In Hockeyettan, teams do not compete nationally, but rather break into four divisions/groups organized geographically. These smaller divisions play half a season together, after which the more successful teams in the four divisions join two new groups, organized geographically into "Allettan North" and "Allettan South", and play the rest of the season in the new groups. Meanwhile, the teams in the four beginning groups that did not qualify for Allettan continue playing in the original groups, with the poorest performing teams being forced to defend their spots against the winning teams from Division 2 in the qualification tournament known as Kvalserien. The two Allettan winners battle for a direct spot in the Kvalserien for HockeyAllsvenskan in a series known as Hockeyettanfinalen.
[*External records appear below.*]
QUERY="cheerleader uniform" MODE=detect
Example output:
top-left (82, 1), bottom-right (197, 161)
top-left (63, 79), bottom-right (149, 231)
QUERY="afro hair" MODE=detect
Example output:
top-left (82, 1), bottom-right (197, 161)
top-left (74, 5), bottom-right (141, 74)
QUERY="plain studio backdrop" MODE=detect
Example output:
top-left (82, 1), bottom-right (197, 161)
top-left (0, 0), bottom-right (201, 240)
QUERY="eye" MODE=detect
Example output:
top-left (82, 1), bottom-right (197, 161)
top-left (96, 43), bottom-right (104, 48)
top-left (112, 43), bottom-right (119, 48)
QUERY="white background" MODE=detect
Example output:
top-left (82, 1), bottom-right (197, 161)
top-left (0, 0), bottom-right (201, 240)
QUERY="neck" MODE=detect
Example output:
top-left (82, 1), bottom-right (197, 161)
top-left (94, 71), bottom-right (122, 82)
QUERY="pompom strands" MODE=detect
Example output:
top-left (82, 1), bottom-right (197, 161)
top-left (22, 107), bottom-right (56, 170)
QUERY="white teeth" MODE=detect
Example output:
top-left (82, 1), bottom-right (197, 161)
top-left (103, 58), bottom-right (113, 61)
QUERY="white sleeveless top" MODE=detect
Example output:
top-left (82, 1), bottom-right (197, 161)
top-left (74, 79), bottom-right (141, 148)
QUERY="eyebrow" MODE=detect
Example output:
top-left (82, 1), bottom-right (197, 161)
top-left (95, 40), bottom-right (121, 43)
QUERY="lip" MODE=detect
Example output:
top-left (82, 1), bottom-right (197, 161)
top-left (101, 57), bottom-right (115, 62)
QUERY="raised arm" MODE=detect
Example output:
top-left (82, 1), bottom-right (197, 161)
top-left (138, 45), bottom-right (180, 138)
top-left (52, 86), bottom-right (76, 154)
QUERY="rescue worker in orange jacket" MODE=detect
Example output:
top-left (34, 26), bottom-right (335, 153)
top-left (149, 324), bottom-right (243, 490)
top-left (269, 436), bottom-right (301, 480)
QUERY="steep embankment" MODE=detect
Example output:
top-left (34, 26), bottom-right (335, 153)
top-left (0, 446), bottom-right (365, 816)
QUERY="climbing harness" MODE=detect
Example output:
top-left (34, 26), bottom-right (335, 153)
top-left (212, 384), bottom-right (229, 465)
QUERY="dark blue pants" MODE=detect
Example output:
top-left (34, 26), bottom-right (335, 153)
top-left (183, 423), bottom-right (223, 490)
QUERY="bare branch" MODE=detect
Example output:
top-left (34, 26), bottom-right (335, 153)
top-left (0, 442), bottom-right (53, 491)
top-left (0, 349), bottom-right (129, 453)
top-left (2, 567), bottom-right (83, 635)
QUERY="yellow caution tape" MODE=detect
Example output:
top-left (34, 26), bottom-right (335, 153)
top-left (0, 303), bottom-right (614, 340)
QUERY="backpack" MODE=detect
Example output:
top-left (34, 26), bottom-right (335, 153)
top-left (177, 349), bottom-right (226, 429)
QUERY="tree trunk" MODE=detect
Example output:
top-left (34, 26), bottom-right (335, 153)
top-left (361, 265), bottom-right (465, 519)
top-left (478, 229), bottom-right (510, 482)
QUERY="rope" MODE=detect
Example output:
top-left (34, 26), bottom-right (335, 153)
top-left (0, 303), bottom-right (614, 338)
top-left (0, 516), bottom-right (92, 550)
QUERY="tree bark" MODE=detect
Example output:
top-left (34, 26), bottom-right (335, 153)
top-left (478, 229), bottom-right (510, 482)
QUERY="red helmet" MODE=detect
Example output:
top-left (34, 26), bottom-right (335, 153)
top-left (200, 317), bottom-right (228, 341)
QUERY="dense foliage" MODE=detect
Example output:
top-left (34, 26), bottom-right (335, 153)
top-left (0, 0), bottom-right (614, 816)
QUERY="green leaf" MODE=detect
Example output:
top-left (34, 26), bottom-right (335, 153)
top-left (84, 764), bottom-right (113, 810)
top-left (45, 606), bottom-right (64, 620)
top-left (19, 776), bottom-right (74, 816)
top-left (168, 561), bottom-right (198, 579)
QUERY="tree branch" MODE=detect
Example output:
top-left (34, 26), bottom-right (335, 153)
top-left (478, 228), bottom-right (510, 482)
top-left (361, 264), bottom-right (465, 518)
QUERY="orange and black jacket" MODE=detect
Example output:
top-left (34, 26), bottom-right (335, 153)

The teams ranked 2–9 in each Allettan group, the loser of Hockeyettanfinalen and the winners of the continuation groups qualify for a three-round playoff where the final three remaining teams qualify for the same Kvalserien. These four teams are joined by the two worst HockeyAllsvenskan teams to battle for two spots in the following HockeyAllsvenskan season.

===Tiers 4–7===
All leagues in Swedish ice hockey after Hockeyettan are organized regionally. There is Hockeytvåan, the fourth tier. Most regions also have Hockeytrean. The eastern region also has Hockeyfyran. Stockholm also has a seventh division, Division 5, and has also briefly had an eighth, Division 6.

==Women's leagues==
The highest women's ice hockey league is Swedish Women's Hockey League, which has eight teams. Lower leagues are Damettan and Damtvåan.